Design expertise can also bring an air of whimsy or elegant creativity. With the keen eye of a true artist, Carol uses wonderful pieces in unexpected ways. An antique dish drainer you might keep in the kitchen is a functional and interesting conversation piece in the office. “I find my inspiration everywhere and I have trained myself to be observant whether I’m at the movies, the grocery store, a museum or even cleaning out the garage!”
Her talent, experience, well-honed business acumen, and optimism have enabled Carol to maintain a thriving enterprise through good economic times and bad. “If you plan ahead and work to stay on a consistent advertising schedule, the business slumps should be just bumps in the road, not potholes!” Carol said. “When I do experience a slump, I take advantage of the slow time to reorganize and catch up on a few in-store projects. In other words, make a positive out of a negative and keep making things happen!”
The Entrepreneurial Life
When asked what she would offer for new entrepreneurs, Carol advises, “First of all, do what you love! Second, set goals so you’ll know where you’re going. Accomplish them and then set new ones. Third, be able to accept and enjoy challenges, or it will be too easy to give up on your dream. Last, but not least, always give people more than they expect! Know that there will be sacrifices you’ll have to make in your life in order to succeed,” Carol continued. “A few, you may regret, but many you will not. Either way, you will be better and wiser for it and then can pass those lessons on.”

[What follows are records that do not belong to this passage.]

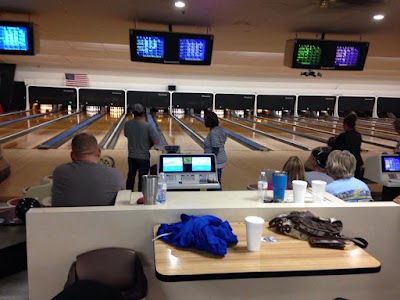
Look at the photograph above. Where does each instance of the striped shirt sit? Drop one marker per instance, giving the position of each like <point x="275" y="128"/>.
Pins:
<point x="216" y="138"/>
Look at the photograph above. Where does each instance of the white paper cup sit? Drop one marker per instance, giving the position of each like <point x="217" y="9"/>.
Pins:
<point x="254" y="227"/>
<point x="299" y="190"/>
<point x="318" y="188"/>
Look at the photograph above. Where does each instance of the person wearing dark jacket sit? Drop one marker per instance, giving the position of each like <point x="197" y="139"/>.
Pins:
<point x="350" y="140"/>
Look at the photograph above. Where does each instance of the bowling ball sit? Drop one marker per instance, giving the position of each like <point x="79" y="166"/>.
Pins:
<point x="24" y="205"/>
<point x="107" y="161"/>
<point x="331" y="141"/>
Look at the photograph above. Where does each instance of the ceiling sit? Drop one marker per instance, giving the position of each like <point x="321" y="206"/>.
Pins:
<point x="249" y="34"/>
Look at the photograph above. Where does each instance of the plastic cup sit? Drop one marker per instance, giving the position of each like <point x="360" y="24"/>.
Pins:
<point x="299" y="190"/>
<point x="279" y="181"/>
<point x="318" y="188"/>
<point x="149" y="189"/>
<point x="254" y="227"/>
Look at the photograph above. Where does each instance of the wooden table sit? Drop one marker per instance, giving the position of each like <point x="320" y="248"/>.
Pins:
<point x="286" y="257"/>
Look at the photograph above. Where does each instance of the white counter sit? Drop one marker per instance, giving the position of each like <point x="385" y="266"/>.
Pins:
<point x="55" y="236"/>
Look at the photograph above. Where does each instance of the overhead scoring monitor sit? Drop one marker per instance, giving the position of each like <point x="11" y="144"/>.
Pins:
<point x="17" y="38"/>
<point x="170" y="47"/>
<point x="189" y="171"/>
<point x="325" y="54"/>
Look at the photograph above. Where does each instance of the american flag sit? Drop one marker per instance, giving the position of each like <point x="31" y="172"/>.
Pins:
<point x="72" y="79"/>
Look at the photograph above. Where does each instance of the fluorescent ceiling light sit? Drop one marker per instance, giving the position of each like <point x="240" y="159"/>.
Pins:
<point x="180" y="4"/>
<point x="379" y="17"/>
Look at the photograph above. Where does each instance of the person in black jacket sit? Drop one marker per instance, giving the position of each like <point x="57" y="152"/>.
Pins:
<point x="350" y="140"/>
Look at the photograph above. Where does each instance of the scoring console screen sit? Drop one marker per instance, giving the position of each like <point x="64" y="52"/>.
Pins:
<point x="150" y="46"/>
<point x="13" y="38"/>
<point x="390" y="163"/>
<point x="192" y="49"/>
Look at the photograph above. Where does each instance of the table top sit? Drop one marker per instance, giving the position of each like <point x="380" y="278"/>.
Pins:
<point x="285" y="257"/>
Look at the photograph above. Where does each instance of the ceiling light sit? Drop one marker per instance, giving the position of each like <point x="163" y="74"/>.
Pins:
<point x="180" y="4"/>
<point x="379" y="17"/>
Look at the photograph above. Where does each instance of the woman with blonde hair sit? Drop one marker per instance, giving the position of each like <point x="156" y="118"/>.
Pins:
<point x="341" y="166"/>
<point x="295" y="170"/>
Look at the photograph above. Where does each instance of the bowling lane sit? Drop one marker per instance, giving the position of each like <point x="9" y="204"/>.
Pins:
<point x="371" y="127"/>
<point x="26" y="124"/>
<point x="22" y="114"/>
<point x="36" y="137"/>
<point x="98" y="128"/>
<point x="175" y="135"/>
<point x="266" y="141"/>
<point x="331" y="130"/>
<point x="200" y="129"/>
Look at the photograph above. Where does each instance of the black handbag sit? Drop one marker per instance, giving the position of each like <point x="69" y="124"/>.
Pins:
<point x="319" y="232"/>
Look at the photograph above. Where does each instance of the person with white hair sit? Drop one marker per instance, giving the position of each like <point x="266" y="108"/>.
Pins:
<point x="341" y="166"/>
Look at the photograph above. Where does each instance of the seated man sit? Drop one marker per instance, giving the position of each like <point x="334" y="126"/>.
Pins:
<point x="318" y="167"/>
<point x="341" y="166"/>
<point x="85" y="182"/>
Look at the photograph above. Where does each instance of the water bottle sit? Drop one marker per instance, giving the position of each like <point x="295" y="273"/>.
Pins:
<point x="162" y="188"/>
<point x="262" y="185"/>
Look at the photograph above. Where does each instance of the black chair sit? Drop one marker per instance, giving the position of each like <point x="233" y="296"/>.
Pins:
<point x="117" y="268"/>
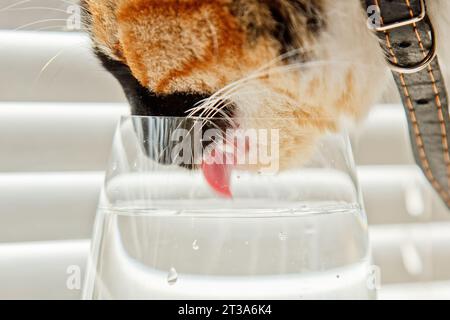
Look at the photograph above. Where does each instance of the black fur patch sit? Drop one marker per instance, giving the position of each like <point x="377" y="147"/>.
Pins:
<point x="142" y="101"/>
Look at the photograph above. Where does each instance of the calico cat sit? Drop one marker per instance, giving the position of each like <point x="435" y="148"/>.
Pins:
<point x="311" y="64"/>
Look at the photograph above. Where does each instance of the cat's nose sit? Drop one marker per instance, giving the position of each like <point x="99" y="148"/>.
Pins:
<point x="177" y="104"/>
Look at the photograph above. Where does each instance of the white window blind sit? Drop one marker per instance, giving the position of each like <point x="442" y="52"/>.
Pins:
<point x="58" y="111"/>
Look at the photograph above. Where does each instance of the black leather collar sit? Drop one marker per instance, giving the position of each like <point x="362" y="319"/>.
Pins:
<point x="407" y="36"/>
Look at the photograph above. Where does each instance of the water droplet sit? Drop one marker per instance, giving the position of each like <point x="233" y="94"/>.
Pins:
<point x="172" y="277"/>
<point x="282" y="236"/>
<point x="195" y="245"/>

If she had it to do over again, Carol says that she would have played as hard as she worked. Recognition of the need for balance sometimes comes with jolting life challenges. Two years ago, Carol’s sister was diagnosed with a malignant brain tumor which changed Carol’s priorities drastically. “She has shown me what the true definition of courage really is, as she still lives with her illness from day-to-day, but works full time and raises a family,” Carol said. After a pause: “Wow, I thought I had a lot on my plate to deal with every day.”
Each year Carol and John host at least one major charitable even in their store to support non-profit organizations in the community. “We have helped the American Heart Association, Habitat for Humanity and the Women’s Crisis Center,” Carol said. The first event to benefit the Susan Komen Foundation was held in 2006.
Those who have known Carol for many years say she hasn’t changed a bit – that she still looks the same (she gives credit to her parents) and remains energetic and optimistic. When asked what five things make her happy, her response is swift and emphatic — “My husband, my family, my friends, my work, my home.”
On those rare occasions when Carol is exhausted or troubled, her prayer is: “To live simply, to recognize God in every face I see and to always be the change I wish to see in the world.”
Ten years from now Carol envisions herself “pleasantly tired! But still very passionate about the opportunity to decorate one more home or, better yet, maybe a villa near the ocean.” When and if retirement ever comes, Carol reflected on what she will remember most fondly. “How lucky I’ve been to visit so many beautiful homes, to have acquired so many wonderful new relationships and to have been taught by my customers the true meaning of style!”
This article appeared in the Winter 2006 issue of Texoma Living!.